I have a single-node cluster that has 2 pods for now, but it may grow up to 5 pods. As part of a hard business requirement, I have to run each of my apps in their own dedicated pods (i.e. not allowed to stuff multiple containers into the same pod, or multiple apps into the same container/image). I need to put in place a high-speed, low-latency means of inter-process communication between 2 pods initially, but might need to support up to 5 pods each talking directly to each other. The idea is to have one of the pods act as a “re-assmbler”, that takes data from all the other pods, plus its own data, and re-assembles data a specific way into a stream.

What methods could I use to provide something faster than IP-based connectivity between these pods, given that they’re all guaranteed to live on the same node? I’ve tried packet-based connectivity, and it’s just too slow for the amount of data I have to process (given the hard requirements I have).

Thoughts so far:

  • Create a pair of named pipes (i.e. mkfifo) on the bare-metal OS, and expose it as a volume mount to the two pods, and they can both talk to each other via the pipes. Should be fast, and not too hard to synchronize. Becomes ugly with 5x pods though, as the number of pipes will grow (i.e. (n)(n-1)/2 == (5)(4)/2 == 10 pipes; and I have to figure out a sane way for pods to know which pipe sets to use for read-versus-write).
  • Shared memory?
  • Deploy redis or Memached, but I don’t know how the performance/throughput would scale compared to pipes or shared memory.
  • Some other mechanism I haven’t considered?

Thank you!

Cluster information:

Kubernetes version: 1.17.2
Cloud being used: bare-metal (kubeadm)
Installation method: apt-get
Host OS: Ubuntu Server 18.04 LTS x86_64
CNI and version: Flannel 0.3.1

Disclaimer: I have no experience doing what you are trying to do :slight_smile:

  • Named pipes - This seems like awkward complexity outside of K8s to get a worker node in to a state to run the pods.
  • Shared memory - containers within a pod can share memory based on what I’ve read, but not between different pods.
  • Redis/memcache - Assuming you would need IP connectivity to these (even if running in another pod) which you have already stated is not meeting performance requirements.

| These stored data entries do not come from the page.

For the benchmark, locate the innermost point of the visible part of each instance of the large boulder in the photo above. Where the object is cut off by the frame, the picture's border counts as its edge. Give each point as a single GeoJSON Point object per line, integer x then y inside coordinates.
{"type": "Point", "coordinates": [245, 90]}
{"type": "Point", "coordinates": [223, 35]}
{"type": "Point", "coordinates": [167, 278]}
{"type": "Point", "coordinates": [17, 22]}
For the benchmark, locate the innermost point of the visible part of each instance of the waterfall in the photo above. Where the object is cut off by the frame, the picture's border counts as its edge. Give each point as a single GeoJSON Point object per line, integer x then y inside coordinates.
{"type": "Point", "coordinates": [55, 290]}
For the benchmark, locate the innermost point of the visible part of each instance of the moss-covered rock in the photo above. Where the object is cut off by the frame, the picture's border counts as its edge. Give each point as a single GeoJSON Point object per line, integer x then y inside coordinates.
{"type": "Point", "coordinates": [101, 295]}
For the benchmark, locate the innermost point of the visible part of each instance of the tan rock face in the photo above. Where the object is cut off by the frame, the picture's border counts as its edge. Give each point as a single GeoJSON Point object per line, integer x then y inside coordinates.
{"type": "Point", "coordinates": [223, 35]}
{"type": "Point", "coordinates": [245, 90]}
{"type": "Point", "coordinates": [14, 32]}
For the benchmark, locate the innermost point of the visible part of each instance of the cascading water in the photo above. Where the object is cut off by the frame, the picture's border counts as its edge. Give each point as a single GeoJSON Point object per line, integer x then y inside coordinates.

Is the business requirement some kind of company wide policy or specific to your project?
Because it seems to me like you have a valid technical requirement for multiple containers per pod which is a common K8s pattern.

Kind regards,
Stephen

@stephendotcarter It’s a legal + customer hard requirement (i.e. already raised the topic of multiple containers in the same pod, or moving all the apps into a single container: answer was no).

I don’t believe shared memory will work between pods.

As for redis/memcache, I’m not overly familiar with them, but a colleague suggested it as an alternative to the trivial/simplistic buffering client/server code I’ve written (i.e. much more efficient data-over-IP implementation).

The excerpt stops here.